Let’s move slowly to the substance. What is layer 0 of the blockchain network? It’s a type of protocol that allows developers to run multiple Layer 1 chain of blocks. These can be designed so that each serves a specific purpose and meets the needs of Layer 1 and/or Layer 2. Mainly the scalability trilemma (as opposed to Layer 3).

Layer 0 networks typically come with software development toolkits, or SDKs.

This allows developers to run their blockchains, known to us as tier 1 or sidechain, connected to the main tier 0 chain but operating independently.

Each Layer 0 has its own unique implementation and approach to running its blockchain. Examples of Layer 0 include Horizen, Cosmos and Polkadot.
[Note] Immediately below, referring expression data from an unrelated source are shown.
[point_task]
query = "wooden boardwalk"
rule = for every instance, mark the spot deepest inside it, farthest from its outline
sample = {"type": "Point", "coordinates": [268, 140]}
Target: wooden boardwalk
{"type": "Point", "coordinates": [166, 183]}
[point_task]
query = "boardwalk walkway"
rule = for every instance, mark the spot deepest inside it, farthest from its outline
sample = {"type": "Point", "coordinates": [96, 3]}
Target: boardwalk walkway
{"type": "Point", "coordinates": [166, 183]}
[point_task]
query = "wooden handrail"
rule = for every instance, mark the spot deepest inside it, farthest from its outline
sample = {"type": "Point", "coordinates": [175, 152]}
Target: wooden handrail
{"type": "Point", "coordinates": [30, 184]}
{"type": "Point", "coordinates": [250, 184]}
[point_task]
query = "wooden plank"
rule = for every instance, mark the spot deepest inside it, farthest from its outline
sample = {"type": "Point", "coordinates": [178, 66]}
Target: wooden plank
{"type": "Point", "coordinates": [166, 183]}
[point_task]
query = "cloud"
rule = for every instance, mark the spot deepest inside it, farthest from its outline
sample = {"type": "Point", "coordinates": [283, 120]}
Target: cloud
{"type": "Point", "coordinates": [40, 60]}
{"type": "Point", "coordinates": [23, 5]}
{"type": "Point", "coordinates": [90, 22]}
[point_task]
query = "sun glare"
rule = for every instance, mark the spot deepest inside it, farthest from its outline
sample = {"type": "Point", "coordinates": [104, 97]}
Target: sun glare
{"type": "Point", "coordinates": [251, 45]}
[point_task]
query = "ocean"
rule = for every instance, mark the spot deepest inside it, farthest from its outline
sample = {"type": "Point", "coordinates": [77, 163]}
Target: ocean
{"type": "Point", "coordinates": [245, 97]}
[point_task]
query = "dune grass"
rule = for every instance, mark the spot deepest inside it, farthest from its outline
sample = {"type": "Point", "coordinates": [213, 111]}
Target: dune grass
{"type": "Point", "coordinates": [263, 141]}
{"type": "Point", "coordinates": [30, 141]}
Why do we require layer 0?

Because they solve three, important problems: scalability, flexibility and interoperability. At this point, it is essential to mention the so-called trilemma of blockchain technology that occurs in the blockchain ecosystem.

As defined, it is a series of trade-offs, between decentralization, scalability and security, that must be made when designing the blockchain and constructing rules to manage it in the chain and protocols.

Unfortunately, perfect decentralization cannot be achieved without losing scalability, and vice versa. This is particularly evident in the case of a monolithic blockchain, where transaction execution, consensus, and data availability are managed by a single network. This increases the likelihood of congestion and makes scaling very difficult.

To solve the scalability problem above, responsibility for these functions is delegated to independent blockchains. The main (executive) chain is then optimized and handles, for example, dApps with high TPS, while a second chain can develop for decentralization and serve as the final consensus layer for the executive chain.

Okay, but what about those 0 layers? They can help scale the blockchain. How? They increase transaction throughput. Transaction speed is usually measured in TPS (transactions per second), while transaction throughput looks at the total number of transactions a network can handle at the same time.

Example? Horizen – a Layer 0 protocol. A single blockchain running with the Blaze SDK can produce as many as 1,000 transactions per second.

What other features does layer zero have?

With the Layer 0 protocols SDK, you can compare the time and complexity of running a blockchain at Layer 0 to running a dApp at Layer 1. As a result, you can build and manage multiple L1s with really little effort.

Layer 0 also improves the interoperability of the ecosystem. Layer 0 networks use various cross-chain interactions to enable the transfer of assets. We wrote about the importance of interoperability in the blockchain and cryptocurrency ecosystem here.

How does layer 0 work?

At layer zero, we distinguish three, main “components” of the protocol:

  1. The main chain, which usually serves as the main blockchain. It is where transactional data from the various tier-1 chains is supported.
  2. Sidechains. These are independent tier-1 blockchains. They have their set of validation nodes and can easily run the own consensus mechanism.  
  3. Cross-chain transfer protocol. This is a mechanism that allows the transfer of tokens and other forms of data between chains.

Summary

So, you can see how necessary “for the life” of a given ecosystem are layers. Scalability, interoperability, and decentralization – there is still a long way to go for blockchain technology to reach full consensus on these issues. However, new solutions are constantly being proposed to improve the performance of blockchain technology.